Throughout the movie, Sheila E. and Russell Simmons are romantically involved, which discouraged Run, who was always interested in her. In reality, Run did not like the concept of being disloyal to his brother, and the romance between him and Sheila was made up.[10] Sheila E. made it into the film simply because they wanted a love interest, like in most films, and she recorded for Warner Bros. Records, the sister company of the film’s distributor.[10] In the movie. Sheila plays herself, a drummer and percussionist, in which she performs her songs “Holly Rock” and “A Love Bizarre”. In addition, all of the money issues that Russell Simmons faced in funding the label by borrowing from loan sharks and friends is also false.[10]

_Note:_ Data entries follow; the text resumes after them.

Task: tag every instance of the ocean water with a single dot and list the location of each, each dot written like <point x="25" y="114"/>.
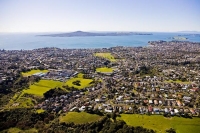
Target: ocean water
<point x="28" y="41"/>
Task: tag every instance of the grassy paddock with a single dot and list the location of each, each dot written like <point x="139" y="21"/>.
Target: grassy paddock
<point x="106" y="55"/>
<point x="79" y="118"/>
<point x="104" y="69"/>
<point x="83" y="82"/>
<point x="160" y="123"/>
<point x="26" y="74"/>
<point x="42" y="86"/>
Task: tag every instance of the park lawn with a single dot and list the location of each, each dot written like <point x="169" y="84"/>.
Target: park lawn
<point x="104" y="70"/>
<point x="42" y="86"/>
<point x="19" y="101"/>
<point x="106" y="55"/>
<point x="83" y="83"/>
<point x="161" y="124"/>
<point x="80" y="75"/>
<point x="79" y="118"/>
<point x="26" y="74"/>
<point x="177" y="81"/>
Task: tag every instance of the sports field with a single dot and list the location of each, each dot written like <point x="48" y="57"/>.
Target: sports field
<point x="42" y="86"/>
<point x="106" y="55"/>
<point x="83" y="83"/>
<point x="161" y="124"/>
<point x="26" y="74"/>
<point x="79" y="118"/>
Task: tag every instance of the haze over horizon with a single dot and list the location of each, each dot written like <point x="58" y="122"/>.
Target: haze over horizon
<point x="99" y="15"/>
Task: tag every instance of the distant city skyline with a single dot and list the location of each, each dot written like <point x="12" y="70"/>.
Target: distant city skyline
<point x="99" y="15"/>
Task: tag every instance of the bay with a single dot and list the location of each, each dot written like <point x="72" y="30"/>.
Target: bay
<point x="29" y="41"/>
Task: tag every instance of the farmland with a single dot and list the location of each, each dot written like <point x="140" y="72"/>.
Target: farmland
<point x="79" y="118"/>
<point x="42" y="86"/>
<point x="82" y="83"/>
<point x="106" y="55"/>
<point x="26" y="74"/>
<point x="160" y="123"/>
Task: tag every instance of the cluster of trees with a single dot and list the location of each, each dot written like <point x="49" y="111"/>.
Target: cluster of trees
<point x="105" y="125"/>
<point x="23" y="118"/>
<point x="27" y="118"/>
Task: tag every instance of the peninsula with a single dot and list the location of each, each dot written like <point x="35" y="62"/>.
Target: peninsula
<point x="83" y="34"/>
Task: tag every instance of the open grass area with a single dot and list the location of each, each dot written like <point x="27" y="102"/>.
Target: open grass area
<point x="79" y="118"/>
<point x="26" y="74"/>
<point x="83" y="82"/>
<point x="43" y="86"/>
<point x="104" y="70"/>
<point x="161" y="124"/>
<point x="177" y="81"/>
<point x="106" y="55"/>
<point x="37" y="89"/>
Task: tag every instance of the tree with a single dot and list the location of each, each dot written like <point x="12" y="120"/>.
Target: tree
<point x="171" y="130"/>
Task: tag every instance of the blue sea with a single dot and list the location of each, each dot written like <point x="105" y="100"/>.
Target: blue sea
<point x="28" y="41"/>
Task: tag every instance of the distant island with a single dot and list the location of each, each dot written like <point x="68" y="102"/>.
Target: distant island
<point x="83" y="34"/>
<point x="179" y="38"/>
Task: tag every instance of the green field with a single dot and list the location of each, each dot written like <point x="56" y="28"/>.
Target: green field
<point x="106" y="55"/>
<point x="42" y="86"/>
<point x="83" y="82"/>
<point x="160" y="123"/>
<point x="79" y="118"/>
<point x="104" y="70"/>
<point x="26" y="74"/>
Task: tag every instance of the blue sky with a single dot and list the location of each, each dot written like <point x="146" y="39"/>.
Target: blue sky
<point x="99" y="15"/>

The movie was not made the way the artists desired, but with all the talent of that time and most of the members of the Def Jam and Rush Management family. The purpose of the movie, according to Russell Simmons, was to showcase the array of young talent emerging from New York’s black music scene and depict its vibrancy.[11]

Krush Groove was filmed in The Bronx, Manhattan (including at least one scene in the Marble Hill projects) and Queens in 26 days in April 1985 at a cost of $3 million.[1][12] Among the locations where the movie was shot was the famous Disco Fever, a popular club during the embryonic stages of hip hop that, by the time of the film, had fallen on some hard times. Disco Fever owner Sal Abbatiello expected the movie not only to turn the spotlight on the burgeoning hip-hop movement but also to “bring attention [back] to the club” and so agreed to have scenes shot there. Unfortunately, the attention surrounding the filming brought the scrutiny of the local authorities, who shut the club down for good on the last day of shooting for not having all the proper licenses and permits. There was also a scene shot in Shepard Hall of the historic City College of New York.

During an interview to celebrate the 25th anniversary of the film, Russell Simmons reflected on the legacy of Krush Groove and its position in hip-hop culture history. The film, Simmons said, is still recognizable not only for having brought together so many Def Jam stars at the time, but for also introducing new talent, such as LL Cool J. Cool J was so persistent during filming, showing up to shooting locations and performing freestyles, that producers ended up putting him in the final cut. This backdoor auditioning process became a staple of the production.

The movie received a mixed reception.[13][14] The movie currently holds a 43% rating on Rotten Tomatoes based on seven reviews.[15]

Music from the Original Motion Picture Krush Groove (also called just Krush Groove Soundtrack) is a soundtrack album by various urban-oriented artists, which was released on Warner Bros. Records in 1985. The album peaked at #79 on the Pop chart and #14 on the R&B chart. The Krush Groove soundtrack was released on Warner Bros. Records in 1985 and featured songs from the movie. Only 1,000 copies of the album were ever pressed on compact disc.[citation needed] The film was nominated for a Golden Raspberry Award for Worst Original Song for the song All You Can Eat.

The movie was released on VHS in 1986, then DVD in 2003. Among the special extras included on the DVD is commentary from Underwood, Schultz, and The Source magazine Senior Editor Brett Johnson, a theatrical trailer for the movie, and the Krush Groove All-Stars video “Krush Groovin’.”

Krush Groove is referenced in the movie Dogma (1999) as being the subject of a bet between the two fallen angels, Bartleby and Loki, on whether it was going to be a bigger movie than E.T. (1982).